Presiden SBY dan PM John Key memberi keterangan pers bersama seusai pertemuan bilateral di Istana Merdeka, Selasa (17/4) siang. (foto: abror/presidensby.info)
Jakarta: Perdana Menteri Selandia Baru John Key menyebut Presiden Susilo Bambang Yudhoyono memiliki peran penting di kawasan. “Bapak Presiden merupakan pemimpin yang berpikiran maju serta memiliki pribadi yang hangat dan terbuka,” kata PM John Key dalam keterangan pers bersama Presiden SBY, seusai pertemuan bilateral, di Istana Merdeka, Selasa (17/4) siang.
Melihat peran penting Presiden SBY di kawasan tersebut, PM John Key sangat berkeinginan untuk menghadiri KTT APEC 2013 yang akan berlangsung di Indonesia. “Saya berkeinginan untuk menghadiri pertemuan APEC tahun 2013 mendatang yang berada di bawah kepemimpinan Yang Mulia,” PM Key menambahkan.
PM Key juga optimis apa yang dicapai pada pertemuan ini dapat berlangsung dengan baik. Ia juga kagum dengan pertumbuhan perekonomian Indonesia. “Saya melihat banyak peluang untuk meningkatkan kerja sama di masa depan,” ujar PM Key. Selandia Baru, lanjut PM Key, ingin berbagi pengalaman dan pengetahuan mengenai teknologi yang dimiliki negaranya.

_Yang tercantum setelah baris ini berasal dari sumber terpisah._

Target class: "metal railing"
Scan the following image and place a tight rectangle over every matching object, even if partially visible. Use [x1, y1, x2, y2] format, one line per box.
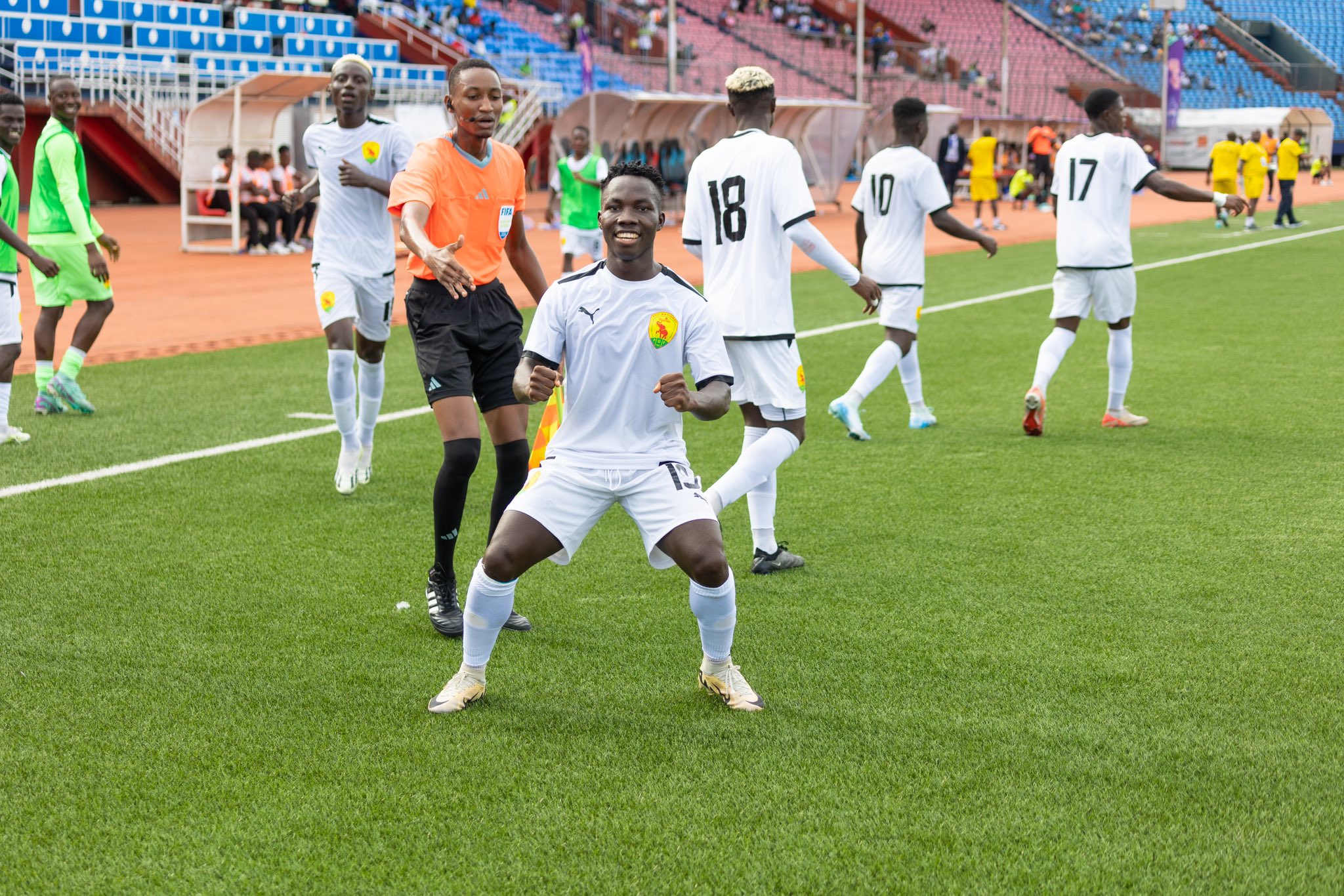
[0, 49, 194, 167]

Sebelumnya, Presiden SBY menyatakan menyambut baik semangat untuk terus meningkatkan kerja sama dengan Selandia Baru, dan berharap kerja sama bidang ekonomi di tahun-tahun mendatang bisa ditingkatakan secara lebih besar.
“Potensi Indonesia yang semakin berkembang dan keunggulan yang dimiliki Selandia Baru bisa disatukan untuk kepentingan bersama,” kata Presiden.
Selain kerja sama yang sudah disepakati dalam nota kesepahaman atau MoU, pada pertemuan bilateral tersebut juga dibahas mengenai kerja sama lainnya, seperti pendidikan. “Saya ingin mahasiswa Indonesia bisa belajar dari Selandia Baru untuk mengambil subjek tertentu, misalnya tentang teknologi panas bumi dimana Selandia Baru unggul di situ, dan kita sendiri sedang mengembangkan hal itu,” Presiden SBY menambahkan.
Dalam bidang peternakan, Indonesia ingin kerja sama dalam konteks yang lebih luas. Bukan hanya daging sapi, Indonesia juga ingin impor ternak sapi (life stock) untuk memenuhi pasar Indonesia yang semakin berkembang.
Indonesia juga berharap bisa bekerja sama dengan Selandia Baru dalam konteks Pasifik Barat Daya dan Pasifik Selatan, lingkungan, perdagangan dan investasi. “Harapan saya, setelah ini ada tindak lanjut. Saya yakin manakala diwujudkan akan ada manfaat yang nyata bagi Indonesia dan Selandia Baru,” Presiden menjelaskan.